Content Protector’s tailored capabilities include:
Detection
Risk classification
Response strategy
Detection
Detection includes a set of machine learning–powered detection methods assesses the data collected on both the client side and the server side:
Protocol-level assessment. Protocol fingerprinting evaluates how the client establishes the connection with the server at the different layers, and verifies that the parameters negotiated align with the ones expected from the most common web browsers and mobile applications.
Application-level assessment. This assessment evaluates if the client can run some business logic written in JavaScript. When the client runs JavaScript, Content Protector collects the device and browser characteristics and user preferences (fingerprint). These various data points will be compared with and cross-checked against the protocol-level data to verify consistency.
User interaction. Metrics evaluate that a human interacts with the client through standard peripherals like a touch screen, keyboard, and mouse. A lack of interaction or abnormal interaction is typically associated with bot traffic.
User behavior. This capability analyzes the user journey through the website. Botnets typically go after specific content, which results in significantly different behavior than legitimate traffic.

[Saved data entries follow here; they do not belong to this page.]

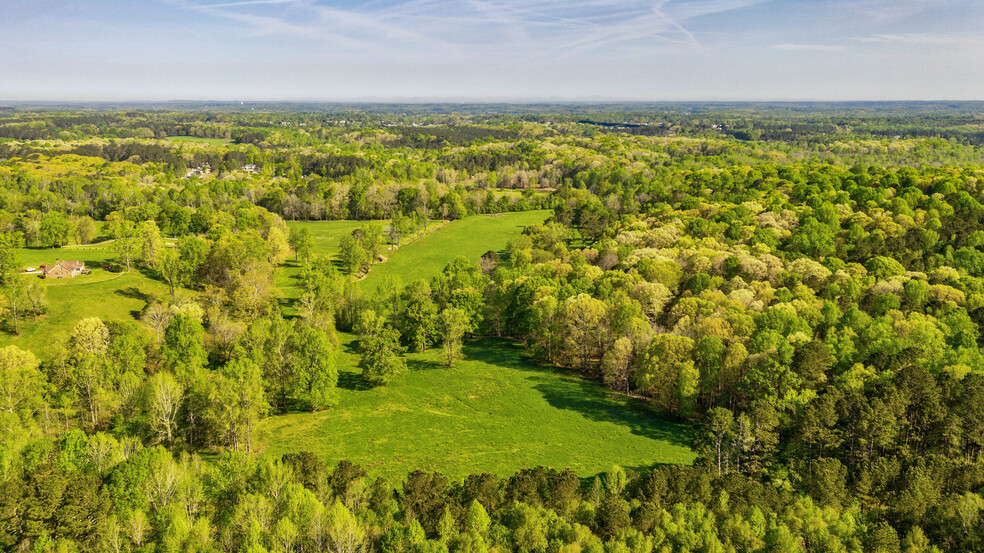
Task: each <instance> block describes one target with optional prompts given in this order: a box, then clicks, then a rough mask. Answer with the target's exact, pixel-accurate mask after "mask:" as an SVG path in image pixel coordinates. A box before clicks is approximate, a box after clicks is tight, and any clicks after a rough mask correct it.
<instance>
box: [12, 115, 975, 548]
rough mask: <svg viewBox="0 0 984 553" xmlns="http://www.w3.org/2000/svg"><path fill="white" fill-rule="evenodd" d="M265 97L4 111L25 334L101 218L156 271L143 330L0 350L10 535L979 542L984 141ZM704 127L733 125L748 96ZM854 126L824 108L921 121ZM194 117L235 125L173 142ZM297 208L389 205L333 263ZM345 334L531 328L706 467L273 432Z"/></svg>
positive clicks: (211, 543)
mask: <svg viewBox="0 0 984 553" xmlns="http://www.w3.org/2000/svg"><path fill="white" fill-rule="evenodd" d="M73 117H74V119H73ZM244 117H246V116H237V115H232V114H225V115H222V116H221V117H220V116H216V119H215V120H214V121H201V122H199V123H200V126H199V127H195V128H196V129H201V130H200V132H199V130H195V131H193V132H192V131H190V130H189V129H185V128H184V127H180V125H184V124H186V123H181V122H180V121H184V120H185V119H201V116H200V115H196V114H191V115H182V114H173V113H172V114H135V115H132V116H130V115H121V114H101V115H78V114H76V115H75V116H72V115H68V114H26V113H18V112H13V113H12V114H11V113H7V114H5V115H4V118H0V128H3V129H7V132H8V135H9V134H11V133H13V132H14V131H12V130H10V129H27V128H37V129H40V130H38V132H42V133H48V134H43V135H39V137H38V138H39V139H38V140H26V139H25V138H29V137H26V136H23V137H20V139H19V140H16V141H8V142H4V143H0V158H5V159H3V161H0V183H2V186H0V188H2V190H0V209H2V212H0V231H2V233H3V234H2V239H0V265H2V269H3V270H2V273H3V283H2V285H3V289H4V300H5V301H4V304H3V305H4V308H5V314H6V320H7V321H8V327H9V330H10V331H11V332H12V333H15V334H16V333H19V332H20V329H21V327H22V326H23V325H29V324H33V322H34V321H36V320H37V319H38V318H39V317H42V316H43V314H44V312H45V297H44V296H45V290H46V288H45V285H43V284H42V283H40V281H37V280H36V279H33V278H28V277H23V276H21V275H17V274H14V273H16V272H17V271H18V270H19V269H20V268H21V266H20V263H19V262H18V260H17V255H16V254H17V251H18V248H23V247H25V246H26V247H33V248H40V247H53V248H57V247H60V246H64V245H66V244H69V243H70V242H76V243H86V242H90V241H93V240H97V239H98V238H106V239H109V240H112V242H108V243H107V244H108V246H109V247H111V248H113V252H114V254H113V255H114V256H115V258H116V261H115V262H114V264H115V265H116V266H117V267H116V268H117V269H118V270H121V271H141V272H142V273H143V274H145V275H147V276H148V277H149V278H154V279H158V280H160V281H161V282H163V283H164V284H165V285H167V289H168V293H167V294H166V295H163V296H162V297H159V298H147V302H146V307H145V309H144V310H143V311H142V312H141V313H140V314H139V322H137V321H123V322H120V321H103V320H101V319H100V318H99V317H98V315H99V314H98V313H90V314H87V315H86V316H85V317H82V318H80V320H79V321H78V322H77V323H76V324H75V325H74V328H73V330H72V331H71V333H70V335H69V336H67V337H66V339H64V340H58V339H52V340H51V344H50V346H49V348H48V349H46V350H45V351H38V352H29V351H25V350H24V349H21V348H19V347H17V345H16V342H15V345H11V346H7V347H5V348H2V349H0V421H2V424H0V435H2V442H3V447H2V448H0V488H2V493H0V544H2V547H4V548H7V549H10V550H24V551H28V550H36V551H48V550H59V551H72V550H85V551H114V552H116V551H158V550H160V551H171V550H201V551H290V552H292V551H299V552H300V551H332V552H338V553H350V552H351V553H355V552H361V551H367V550H373V551H381V552H384V553H397V552H400V553H402V552H413V553H421V552H434V553H440V552H450V553H458V552H459V551H461V552H471V551H475V552H486V551H505V550H515V551H523V552H527V553H534V552H536V553H546V552H548V551H549V552H551V553H554V552H560V551H569V552H576V551H582V550H590V551H594V552H597V553H602V552H605V553H615V552H623V551H625V552H632V553H650V552H653V551H796V550H804V551H806V550H811V551H812V550H818V551H890V552H895V551H934V550H948V551H975V550H980V549H981V548H984V543H982V536H984V498H982V492H984V457H982V455H984V415H982V413H984V359H982V356H981V351H980V345H981V339H982V338H981V332H980V325H981V323H982V321H984V252H982V247H984V205H982V202H984V189H982V188H981V186H980V183H981V178H982V176H984V175H982V171H984V170H982V168H981V165H980V164H981V162H982V160H981V153H982V152H981V151H980V149H979V147H977V146H974V145H973V144H972V143H970V142H972V141H969V140H968V141H965V142H967V143H963V144H961V143H958V141H952V142H951V141H946V140H942V139H925V138H874V137H872V136H871V134H864V135H862V134H859V133H853V132H850V131H844V132H843V133H842V134H840V135H838V136H836V137H834V138H832V137H831V136H830V131H831V129H830V128H828V127H827V126H826V125H825V124H821V122H819V121H817V120H796V119H795V117H794V116H792V115H788V114H780V115H775V116H766V115H761V114H751V115H749V114H747V113H742V114H741V115H740V117H741V118H744V119H746V120H748V121H750V123H749V124H748V128H751V129H753V130H754V129H768V128H771V127H773V126H775V124H776V121H775V119H770V117H775V118H779V119H781V120H782V121H783V122H796V123H797V124H798V125H799V126H796V127H790V128H791V129H793V130H791V131H788V132H791V133H793V134H794V135H795V136H791V137H787V138H786V139H782V137H781V136H780V137H779V138H780V140H775V141H767V140H761V138H762V136H761V135H758V136H753V135H754V134H755V133H752V134H749V135H747V136H745V135H742V136H737V135H736V134H735V133H731V136H722V135H719V134H714V133H711V134H709V131H708V130H707V127H705V126H700V127H699V128H698V127H696V126H694V125H697V123H694V122H693V121H691V123H689V125H691V126H687V125H681V124H679V123H680V120H679V118H681V117H683V116H680V115H677V116H674V117H676V118H677V119H675V120H676V121H677V123H675V125H676V127H675V129H674V130H673V135H672V136H669V135H667V136H645V135H641V134H640V133H639V132H638V131H637V130H636V129H638V127H632V126H624V125H623V127H624V128H622V129H621V130H620V129H619V127H618V126H606V127H599V126H598V125H592V124H587V123H586V124H577V123H574V122H572V121H576V120H577V119H572V118H571V117H567V118H566V119H565V118H561V117H558V121H559V122H558V124H551V125H547V124H546V123H545V122H534V121H531V120H530V119H529V118H526V119H523V118H521V117H508V116H504V115H497V116H496V117H497V118H498V122H496V123H488V122H486V123H483V124H479V123H478V122H477V121H475V120H474V119H469V118H470V117H472V116H464V115H461V116H458V117H459V118H460V121H458V123H467V125H465V126H466V127H467V128H463V129H459V128H457V127H456V126H449V125H443V126H439V127H426V126H425V127H413V126H408V125H407V124H406V122H404V121H394V122H393V124H395V123H400V125H401V126H388V125H389V123H388V124H387V125H380V124H372V123H368V122H364V121H363V122H359V123H350V122H346V123H345V124H340V123H329V122H327V121H326V120H325V119H324V118H320V119H319V118H317V117H315V116H314V115H310V114H307V115H305V114H298V113H284V114H282V116H280V115H278V116H277V119H276V120H277V121H278V123H277V124H276V125H272V124H271V125H268V126H250V125H248V124H246V123H257V121H256V120H252V121H246V120H244V119H243V118H244ZM250 117H255V116H250ZM271 117H272V116H271ZM476 117H477V116H476ZM538 117H545V116H543V115H538ZM632 117H633V119H632V125H636V124H640V125H643V124H648V123H646V121H642V120H639V119H638V118H639V117H641V115H639V114H634V115H632ZM660 117H662V119H666V118H667V117H668V116H660ZM660 117H656V116H654V117H653V120H652V121H651V123H652V124H653V125H655V124H656V123H658V121H657V120H658V119H660ZM702 117H704V118H705V120H704V123H700V125H705V123H706V124H708V125H709V128H711V129H718V128H721V129H725V127H731V128H734V125H735V124H736V121H735V118H738V117H739V115H736V114H734V113H731V114H727V115H716V116H715V115H713V114H710V115H708V114H703V115H702ZM816 117H820V116H819V115H817V116H816ZM839 117H841V121H840V123H838V124H837V125H836V127H837V128H845V127H849V126H850V125H846V124H843V123H851V122H853V123H856V125H857V126H858V127H864V128H875V127H878V128H895V127H893V125H899V124H901V123H900V122H899V121H895V120H893V119H892V117H891V116H886V117H885V118H883V119H880V120H877V121H872V120H861V119H857V117H856V116H852V115H850V114H842V115H840V116H839ZM921 117H929V116H925V115H923V116H921ZM971 117H972V119H973V118H976V119H973V120H974V121H977V120H979V119H980V117H981V116H980V115H979V114H977V115H972V116H971ZM183 118H184V119H183ZM783 118H786V119H783ZM591 119H592V120H599V121H604V119H603V118H599V117H597V116H596V115H593V116H592V117H591ZM271 120H272V119H271ZM486 120H488V118H486ZM628 120H629V119H628V116H626V117H625V118H623V119H622V120H621V121H622V122H627V121H628ZM131 121H140V124H141V125H148V126H147V127H146V128H147V131H149V133H150V136H145V137H141V138H130V137H132V136H142V135H146V134H147V132H142V131H141V132H142V134H134V135H127V134H125V132H124V129H131V130H133V128H132V125H133V123H132V122H131ZM149 121H156V122H157V123H160V124H161V125H164V126H154V125H151V124H150V122H149ZM360 121H361V120H360ZM917 121H923V122H925V121H927V119H917ZM933 121H935V122H936V123H940V124H942V125H944V126H945V125H951V127H950V130H949V131H947V132H951V133H956V134H961V133H964V130H961V129H962V125H966V124H967V122H966V121H964V120H962V119H961V120H959V121H956V120H948V119H946V118H942V119H933ZM430 122H432V121H428V123H430ZM618 122H619V120H615V121H612V123H618ZM664 122H665V121H664ZM165 123H166V124H171V125H173V126H170V127H168V126H166V125H165ZM287 123H291V124H290V125H288V124H287ZM302 123H303V125H302ZM155 124H156V123H155ZM196 124H197V123H196ZM660 124H662V123H660ZM879 126H880V127H879ZM179 127H180V128H181V129H183V130H182V131H181V132H182V133H187V134H194V133H199V134H201V135H203V136H204V135H207V136H208V137H211V138H224V139H226V138H227V139H230V140H237V141H238V142H240V143H238V144H237V143H229V144H208V143H202V144H199V143H193V142H191V143H167V142H163V141H159V140H157V138H163V137H162V136H161V134H162V133H163V134H164V135H169V134H171V133H172V132H173V129H176V128H179ZM141 128H142V127H141ZM55 129H57V130H55ZM205 129H210V130H205ZM434 129H441V130H440V131H438V130H434ZM482 129H485V130H484V131H482ZM137 130H139V128H138V129H136V130H134V131H133V132H136V131H137ZM725 130H726V129H725ZM835 130H836V129H835ZM944 130H945V129H944ZM220 131H221V132H222V133H223V134H222V136H218V134H216V133H219V132H220ZM25 132H26V131H25ZM126 132H130V131H126ZM226 132H228V135H226V134H224V133H226ZM668 132H669V131H668ZM52 133H54V134H52ZM62 133H65V134H62ZM250 133H254V134H250ZM724 134H727V133H724ZM763 134H764V133H763ZM780 134H782V133H780ZM418 135H419V136H418ZM112 137H115V141H114V140H112V139H111V138H112ZM15 138H17V137H15ZM41 138H43V140H41ZM751 138H759V139H760V140H749V139H751ZM69 140H71V141H72V142H69ZM121 152H122V153H121ZM168 156H170V157H168ZM206 163H207V164H208V166H209V168H210V170H209V171H201V172H200V173H199V174H196V175H193V176H191V177H190V178H188V179H184V178H182V177H183V176H184V175H182V173H183V172H184V171H185V170H188V169H189V168H192V167H204V166H205V164H206ZM246 165H253V167H251V168H250V169H249V170H246V169H244V167H245V166H246ZM493 188H520V189H522V192H520V193H513V192H511V191H509V193H507V192H502V191H500V192H499V193H498V194H499V195H496V194H497V193H496V192H495V190H493ZM534 207H548V208H550V209H552V210H553V216H552V217H551V218H550V219H548V220H547V221H546V222H544V223H543V224H539V225H533V226H530V227H527V228H526V229H525V230H524V232H523V234H522V235H521V236H519V237H517V238H514V239H513V240H511V241H510V242H509V244H508V246H507V248H506V250H505V251H503V252H493V251H490V252H488V253H486V254H485V255H483V256H482V257H481V259H464V258H462V259H458V260H456V261H454V262H452V263H450V264H449V265H447V266H446V267H445V268H444V269H443V270H442V271H441V272H440V273H439V274H436V275H433V276H432V277H431V278H429V279H421V280H416V281H412V282H401V281H400V280H399V279H396V278H391V279H388V280H386V282H383V283H382V284H381V285H380V286H379V287H378V289H377V290H375V291H374V292H373V293H371V294H369V293H366V292H364V291H363V289H362V287H361V286H360V285H359V283H358V280H357V276H359V275H360V274H362V273H365V272H367V271H369V272H371V271H372V266H373V264H374V263H376V262H377V261H378V260H379V254H380V252H381V250H382V248H383V246H384V244H386V243H387V242H389V243H391V244H394V245H395V244H398V243H399V242H400V240H401V239H403V238H405V237H407V236H411V235H413V234H415V233H417V232H420V230H421V229H422V227H423V226H424V224H425V223H426V221H428V220H429V219H431V218H433V217H442V218H447V219H453V218H458V217H463V216H467V215H471V214H489V213H493V214H494V213H498V212H501V211H509V210H523V209H529V208H534ZM294 218H297V219H328V218H354V219H388V220H389V223H387V224H385V225H384V224H380V223H377V222H367V223H365V224H364V225H362V226H361V227H360V228H358V229H356V230H355V231H354V232H352V233H351V234H350V235H347V236H344V237H343V239H342V240H339V244H338V246H339V251H338V255H337V257H336V258H334V259H330V258H328V257H324V256H318V255H315V254H313V253H312V247H313V246H312V244H313V237H312V235H311V231H310V230H309V229H308V228H307V227H302V228H299V229H297V230H295V231H293V232H291V231H289V230H288V227H287V225H286V223H285V222H284V219H294ZM172 239H173V240H172ZM21 251H23V250H21ZM58 251H67V250H58ZM63 257H68V256H67V255H65V256H63ZM288 263H294V264H297V265H299V266H300V267H301V270H300V273H299V277H298V279H297V283H298V286H300V287H301V289H302V293H301V296H300V297H299V299H297V300H296V301H292V302H290V303H289V305H288V304H287V302H284V301H281V300H280V299H279V298H278V294H277V290H276V287H275V286H274V282H275V277H276V275H277V274H278V271H281V270H282V269H281V267H282V266H283V265H285V264H288ZM285 313H288V314H289V316H288V315H285ZM337 331H346V332H352V333H355V334H356V335H358V336H359V341H358V349H359V357H360V367H361V369H362V374H363V378H364V380H365V382H366V383H367V384H368V385H371V386H385V385H386V384H387V382H389V381H390V380H391V379H392V378H394V376H395V375H397V374H399V373H400V372H401V371H403V370H404V369H405V360H404V357H403V356H404V354H405V353H406V352H407V351H423V350H426V349H430V348H441V350H442V359H443V360H444V361H445V362H446V363H447V365H449V366H453V365H454V363H455V361H456V360H458V359H460V358H461V355H462V348H461V346H462V342H463V341H464V340H467V339H468V338H470V337H474V336H497V337H502V338H504V339H512V340H517V341H521V342H523V343H524V344H525V345H526V346H527V348H528V350H529V352H530V355H531V356H533V357H534V358H536V359H538V360H540V361H541V362H543V363H547V364H552V365H557V366H561V367H566V368H569V369H570V370H571V371H573V372H576V373H578V374H579V375H582V376H583V377H584V378H589V379H596V380H598V381H599V382H601V383H603V384H604V385H606V386H608V387H609V388H611V389H612V391H613V393H623V394H631V395H634V396H639V397H642V398H644V399H646V400H647V401H649V402H650V403H651V404H652V406H653V408H654V409H656V410H660V411H664V412H666V413H669V414H672V415H675V416H678V417H681V418H684V419H687V420H691V421H694V423H695V424H698V425H700V428H701V430H700V432H699V433H698V434H699V437H698V439H697V440H696V441H695V443H694V447H695V448H696V449H697V450H698V451H699V453H700V457H699V459H698V461H697V462H696V463H695V464H694V466H672V467H666V466H663V467H655V468H652V469H645V470H623V469H622V468H619V467H613V468H612V470H611V471H610V472H608V473H606V474H603V475H598V476H597V477H595V478H593V479H591V478H588V479H587V480H582V479H581V478H579V477H578V475H576V474H574V473H573V472H571V471H569V470H564V469H565V468H564V467H553V468H542V467H537V468H533V467H531V468H530V469H528V470H524V471H521V472H519V473H517V474H515V475H512V476H508V477H501V476H495V475H491V474H476V475H472V476H469V477H468V478H466V479H465V480H463V481H461V482H452V481H449V480H448V479H446V478H445V477H443V476H442V475H440V474H435V473H425V472H421V471H416V472H412V473H411V474H409V475H407V477H406V478H405V479H404V480H403V481H402V482H387V481H385V480H382V479H378V478H373V477H372V476H371V475H370V474H369V473H367V471H366V470H365V469H363V468H362V467H358V466H355V465H352V464H351V463H347V462H344V461H343V462H338V461H341V460H336V459H331V460H325V459H318V458H316V457H315V456H313V455H311V454H304V453H298V454H290V455H286V456H284V458H282V459H271V458H270V457H269V456H262V455H259V456H257V455H255V453H256V452H255V451H254V448H253V441H252V440H253V430H254V428H255V425H256V424H257V422H258V421H259V420H260V419H261V418H262V417H264V416H266V415H267V414H271V413H284V412H288V411H319V410H325V409H332V408H336V407H334V405H335V403H336V397H337V393H336V392H337V382H338V370H337V369H338V367H337V366H336V365H335V355H334V353H335V351H336V350H337V348H338V339H337V336H336V332H337ZM531 424H535V421H531ZM203 453H207V454H208V456H207V460H203V458H202V457H201V454H203ZM582 476H583V475H582Z"/></svg>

Headless browser detection. This is a custom JavaScript that runs client-side to look for indicators left behind by headless browsers even when running in stealth mode.
Risk classification
Content Protector provides a deterministic and actionable classification of the traffic (low risk, medium risk, or high risk) based on the anomalies found during the evaluation. Traffic classified as high risk must have a low false positive rate.
Response strategy
The product comprises a set of response strategies, including the simple monitor-and-deny action and more advanced techniques, such as a tarpit, which purposely delays incoming connections, or various types of challenge actions. Crypto challenges are generally more user-friendly than CAPTCHA challenges when trying to lower the false positive rate.